在您上一篇文章的答案中，有几个人（包括我）出于与性能无关的原因建议使用 const_iterators 。从设计板到代码的可读性、可追溯性……使用 const_iterators 提供对非常量元素的变异访问比根本不使用 const_iterators 糟糕得多。您正在将代码转换为只有您才能理解的东西，并且设计更糟糕，并且真正的可维护性痛苦。仅仅使用 const 来抛弃它比根本不使用 const 更糟糕。

如果你确定你想要它，C++ 的好处/坏处是你总能找到足够的绳子来吊死自己。如果您的目的是使用 const_iterator 来解决性能问题，那么您确实应该重新考虑它，但如果您仍然想大快朵颐……那么 C++ 可以提供您选择的武器。

首先，最简单的：如果您的操作将参数作为 const （即使内部应用 const_cast），我相信它应该直接在大多数实现中工作（即使它可能是未定义的行为）。

如果您无法更改函子，那么您可以从任一方面解决问题：在 const 迭代器周围提供一个非常量迭代器包装器，或者在非常量函子周围提供一个 const 函子包装器。

迭代器外观，漫长的道路：

template <typename T>
struct remove_const
{
    typedef T type;
};
template <typename T>
struct remove_const<const T>
{
    typedef T type;
};

template <typename T>
class unconst_iterator_type
{
    public:
        typedef std::forward_iterator_tag iterator_category;
        typedef typename remove_const<
                typename std::iterator_traits<T>::value_type
            >::type value_type;
        typedef value_type* pointer;
        typedef value_type& reference;

        unconst_iterator_type( T it )
            : it_( it ) {} // allow implicit conversions
        unconst_iterator_type& operator++() {
            ++it_;
            return *this;
        }
        value_type& operator*() {
            return const_cast<value_type&>( *it_ );
        }
        pointer operator->() {
            return const_cast<pointer>( &(*it_) );
        }
        friend bool operator==( unconst_iterator_type<T> const & lhs,
                unconst_iterator_type<T> const & rhs )
        {
            return lhs.it_ == rhs.it_;
        }
        friend bool operator!=( unconst_iterator_type<T> const & lhs,
                unconst_iterator_type<T> const & rhs )
        {
            return !( lhs == rhs );
        }
    private:
        T it_;  // internal (const) iterator
};

In the answers to your previous post, there were a couple of people, me included, that recommended using const_iterators instead for non-performance related reasons.
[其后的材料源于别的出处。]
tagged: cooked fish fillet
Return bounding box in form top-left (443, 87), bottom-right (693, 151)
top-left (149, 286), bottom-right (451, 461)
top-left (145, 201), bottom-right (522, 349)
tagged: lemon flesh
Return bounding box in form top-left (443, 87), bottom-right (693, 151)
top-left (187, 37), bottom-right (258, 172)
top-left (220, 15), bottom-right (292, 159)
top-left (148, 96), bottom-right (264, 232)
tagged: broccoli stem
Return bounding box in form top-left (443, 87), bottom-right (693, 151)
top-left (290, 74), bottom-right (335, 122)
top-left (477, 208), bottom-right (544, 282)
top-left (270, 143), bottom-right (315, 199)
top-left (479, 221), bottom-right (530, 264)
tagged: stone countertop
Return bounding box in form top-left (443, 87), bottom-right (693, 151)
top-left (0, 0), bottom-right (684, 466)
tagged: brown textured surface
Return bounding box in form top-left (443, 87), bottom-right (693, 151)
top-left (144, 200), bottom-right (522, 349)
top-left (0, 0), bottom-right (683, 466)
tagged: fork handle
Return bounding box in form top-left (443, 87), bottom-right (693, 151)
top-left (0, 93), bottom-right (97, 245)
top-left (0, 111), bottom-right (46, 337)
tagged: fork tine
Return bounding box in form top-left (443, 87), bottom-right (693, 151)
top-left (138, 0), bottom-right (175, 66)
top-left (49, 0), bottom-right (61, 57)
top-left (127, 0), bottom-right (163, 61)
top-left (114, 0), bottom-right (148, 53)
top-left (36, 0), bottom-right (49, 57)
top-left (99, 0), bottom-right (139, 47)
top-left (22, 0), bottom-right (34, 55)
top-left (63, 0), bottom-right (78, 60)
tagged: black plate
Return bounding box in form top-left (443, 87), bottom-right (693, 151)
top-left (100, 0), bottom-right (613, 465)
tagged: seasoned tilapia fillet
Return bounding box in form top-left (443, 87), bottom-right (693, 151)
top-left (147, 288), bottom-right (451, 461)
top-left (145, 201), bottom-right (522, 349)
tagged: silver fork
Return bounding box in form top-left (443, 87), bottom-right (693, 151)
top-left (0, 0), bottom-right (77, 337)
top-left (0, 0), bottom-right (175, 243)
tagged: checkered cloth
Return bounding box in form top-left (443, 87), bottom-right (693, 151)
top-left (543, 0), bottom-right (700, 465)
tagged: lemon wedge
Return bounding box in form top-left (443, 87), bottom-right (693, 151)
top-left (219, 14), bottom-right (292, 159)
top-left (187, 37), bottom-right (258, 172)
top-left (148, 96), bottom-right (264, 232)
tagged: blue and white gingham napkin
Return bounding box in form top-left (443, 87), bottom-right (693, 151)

Readability, traceability from the design board to the code... Using const_iterators to provide mutating access to a non-const element is much worse than never using const_iterators at all. You are converting your code into something that only you will understand, with a worse design and a real maintainability pain. Using const just to cast it away is much worse than not using const at all.

If you are sure you want it, the good/bad part of C++ is that you can always get enough rope to hang yourself. If your intention is using const_iterator for performance issues, you should really rethink it, but if you still want to shoot your foot off... well C++ can provide your weapon of choice.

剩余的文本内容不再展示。